Avery and the 707 Hub team have become a resource for Carter as she navigates the ups and downs of business ownership. “They were sending me emails about patent attorneys and helping me out so I can make sure everything’s good for my business legally,” she says.
The 707 Hub’s staff also helped her create a marketing plan and promote her business in on-campus publications. Carter’s success on TikTok came as a bonus. “TikTok surprisingly has been helping me a lot with sales,” she says. “It’s a whole community of small business owners that sell and market their products.”
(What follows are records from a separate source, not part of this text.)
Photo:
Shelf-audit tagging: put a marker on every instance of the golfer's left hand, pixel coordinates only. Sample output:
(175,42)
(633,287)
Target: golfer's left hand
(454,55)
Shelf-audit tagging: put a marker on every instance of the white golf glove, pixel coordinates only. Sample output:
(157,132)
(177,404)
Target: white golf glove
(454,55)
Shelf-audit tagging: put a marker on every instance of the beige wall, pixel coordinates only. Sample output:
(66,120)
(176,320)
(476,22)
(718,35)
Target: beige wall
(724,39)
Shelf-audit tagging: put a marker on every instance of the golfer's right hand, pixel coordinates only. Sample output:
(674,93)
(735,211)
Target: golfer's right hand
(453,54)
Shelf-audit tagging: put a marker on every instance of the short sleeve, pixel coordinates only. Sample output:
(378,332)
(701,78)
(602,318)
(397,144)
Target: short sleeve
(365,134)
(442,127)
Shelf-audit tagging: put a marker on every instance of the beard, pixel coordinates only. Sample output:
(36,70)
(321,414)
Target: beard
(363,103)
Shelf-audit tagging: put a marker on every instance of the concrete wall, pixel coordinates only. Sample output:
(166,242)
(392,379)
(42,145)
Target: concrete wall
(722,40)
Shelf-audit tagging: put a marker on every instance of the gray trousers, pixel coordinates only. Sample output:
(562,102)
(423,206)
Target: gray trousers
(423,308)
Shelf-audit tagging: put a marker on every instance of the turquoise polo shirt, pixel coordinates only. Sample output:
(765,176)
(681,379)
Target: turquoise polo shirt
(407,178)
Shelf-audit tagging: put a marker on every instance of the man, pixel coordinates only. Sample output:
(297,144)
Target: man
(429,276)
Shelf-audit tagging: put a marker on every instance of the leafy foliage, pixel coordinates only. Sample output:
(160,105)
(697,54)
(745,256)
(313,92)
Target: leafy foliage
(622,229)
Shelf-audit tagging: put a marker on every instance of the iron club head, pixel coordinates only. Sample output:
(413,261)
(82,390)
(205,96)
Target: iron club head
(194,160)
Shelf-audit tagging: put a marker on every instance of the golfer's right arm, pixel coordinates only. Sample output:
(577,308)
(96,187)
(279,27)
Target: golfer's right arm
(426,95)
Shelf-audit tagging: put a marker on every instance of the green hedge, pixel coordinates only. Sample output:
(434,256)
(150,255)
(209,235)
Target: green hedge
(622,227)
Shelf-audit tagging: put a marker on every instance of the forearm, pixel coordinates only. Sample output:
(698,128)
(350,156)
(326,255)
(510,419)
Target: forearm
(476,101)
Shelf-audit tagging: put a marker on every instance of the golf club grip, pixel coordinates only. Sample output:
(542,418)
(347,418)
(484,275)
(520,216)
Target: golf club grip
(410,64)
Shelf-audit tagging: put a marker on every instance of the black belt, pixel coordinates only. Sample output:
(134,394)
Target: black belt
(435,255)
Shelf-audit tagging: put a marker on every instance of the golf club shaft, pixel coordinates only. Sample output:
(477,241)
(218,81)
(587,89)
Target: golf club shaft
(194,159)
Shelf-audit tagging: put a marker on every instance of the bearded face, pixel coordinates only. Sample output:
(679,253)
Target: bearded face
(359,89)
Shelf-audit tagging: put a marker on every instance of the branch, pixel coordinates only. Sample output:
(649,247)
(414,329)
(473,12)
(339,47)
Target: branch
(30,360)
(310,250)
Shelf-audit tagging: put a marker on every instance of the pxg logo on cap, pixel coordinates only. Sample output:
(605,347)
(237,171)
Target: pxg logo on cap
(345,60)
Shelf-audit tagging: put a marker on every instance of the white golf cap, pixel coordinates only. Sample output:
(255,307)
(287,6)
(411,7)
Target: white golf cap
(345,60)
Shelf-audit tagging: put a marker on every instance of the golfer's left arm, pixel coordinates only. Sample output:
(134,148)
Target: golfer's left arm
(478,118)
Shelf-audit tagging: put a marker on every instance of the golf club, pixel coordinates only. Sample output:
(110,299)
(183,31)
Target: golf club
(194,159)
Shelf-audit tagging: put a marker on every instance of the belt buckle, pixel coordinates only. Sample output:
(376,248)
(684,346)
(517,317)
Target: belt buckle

While Carter stays busy selling the Krisband, the pandemic hasn’t hindered progress at the 707 Hub either. Otero say she’s seen a surge of students interested in starting new ventures since March 2020. Cierra Griffin, an engineering student, is collaborating with a recent Marquette graduate to create a subscription box for young girls interested in STEM. Other students, like Graham Bowerman, founder of Starving Artists (a collective for Marquette student performers, now featured in a weekly livestream series), repositioned their ventures to better serve the community during the pandemic.
“This has been a period of creation in a period of isolation,” Otero says. “I think we will see some disruption come, especially from young people who have ideas and might use this as an opportunity to turn them into something.”
Marquette’s 707 Hub stands out among other collegiate entrepreneurship programs in part because of its Jesuit values. Otero explains, “We’re encouraging students not just to think about building an app or creating a new business, but to think about how this new business is inclusive and solving a real problem. That goes above and beyond the potential economic impact. It’s rooted in something.”
The problem-solving approach also speaks to Carter, who plans to grow her business beyond the Krisband and sell other wellness products to help improve health and daily life for her customers.
Carter explains, “My favorite part of this entire experience is hearing people’s feedback about how much they really enjoy the product and how it’s helped them.”